Osnabrück University - Machine Learning (Summer Term 2024) - Prof. Dr.-Ing. G. Heidemann, Ulf Krumnack, Lukas Niehaus

## Introduction

This week's sheet should be solved and handed in before the end of **Sunday, May 26, 2022**. If you need help (and Google and other resources were not enough), feel free to contact your groups designated tutor or whomever of us you run into first. Please upload your results to your group's Stud.IP folder.

## Assignment 1: Curse of Dimensionality (7 points)

For the following exercise, be detailed in your answers and provide some examples. Think about keywords like: random vectors in high dimensional space, manifolds and Bertillonage.

**a)** What are the curse of dimensionality and its implication for pattern classification?

YOUR ANSWER HERE

**b)** Explain how this phenomenom could be used to one's advantage.

YOUR ANSWER HERE

**c)** Explain in your own words the concepts of descriptive and intrinsic dimensionality.

YOUR ANSWER HERE

**d)** The $n$-dimensional unit cube: A cube with edge length $d=1$ in the $n$-dimensional space $\mathbb{R}^n$. Compute the volume and the length of the diagonal for $n = 1, 2, 3, 4, 5, 10, 100, 1000$. Do the same for $d=\frac{1}{2}$. Discuss the result.

In [None]:
# YOUR CODE HERE

YOUR ANSWER HERE

**e)** The $n$-dimensional unit ball: A ball with radius $r=1$ in the $n$-dimensional space $\mathbb{R}^n$. Compute the volume for $n = 1,2,3,5,10,100,300,400$. Use the following formula to compute the volume $V$ for a given dimension $n$ and radius $R$:

$$ V_{n}(R)\sim {\frac {1}{\sqrt {n\pi }}}\left({\frac {2\pi e}{n}}\right)^{\frac {n}{2}}R^{n}$$

Refer to https://en.wikipedia.org/wiki/Volume_of_an_n-ball for more details.

Consider a $n$-dimensional unit orange consisting of the peel and the pulp: Let the thickness of the peel be $1\%$ of the radius. Compute the volume of the peel and compare to the volume of the whole orange for the same values of $n$. State the implications of your observations.

In [None]:
# YOUR CODE HERE

YOUR ANSWER HERE

## Assignment 2: Implement and Apply PCA (8 points)

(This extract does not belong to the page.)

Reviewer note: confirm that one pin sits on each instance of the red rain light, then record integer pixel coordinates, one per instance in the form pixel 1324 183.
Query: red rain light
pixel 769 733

In this assignment you will implement PCA from the ground up and apply it to the `cars` dataset (simplified from the JSE [2004 New Car and Truck Data](http://jse.amstat.org/jse_data_archive.htm)). This dataset consists of measurements taken on 97 different cars. The eleven features measured are: Suggested retail price (USD), Price to dealer (USD), Engine size (liters), Number of engine cylinders, Engine horsepower, City gas mileage, Highway gas mileage, Weight (pounds), Wheelbase (inches), Length (inches) and Width (inches).

We would like to visualize these high dimensional features to get a feeling for how the cars relate to each other so we need to find a subspace of dimension two or three into which we can project the data.

In [None]:
import numpy as np

# TODO: Load the cars dataset in cars.csv .
# YOUR CODE HERE

assert cars.shape == (97, 11), "Shape is not (97, 11), was {}".format(cars.shape)

Excecute the following code which will create a scatter plot matrix (it might take some time to execute). This should give you an idea about trends and correlations in the dataset.

In [None]:
%matplotlib inline
import pandas as pd
import seaborn as sns
sns.set()
cols = ['Suggested retail price (USD)', 'Price to dealer (USD)',
          'Engine size (liters)', 'Number of engine cylinders',
          'Engine horsepower', 'City gas mileage' ,
          'Highway gas mileage', 'Weight (pounds)',
          'Wheelbase (inches)', 'Length (inches)', 'Width (inches)']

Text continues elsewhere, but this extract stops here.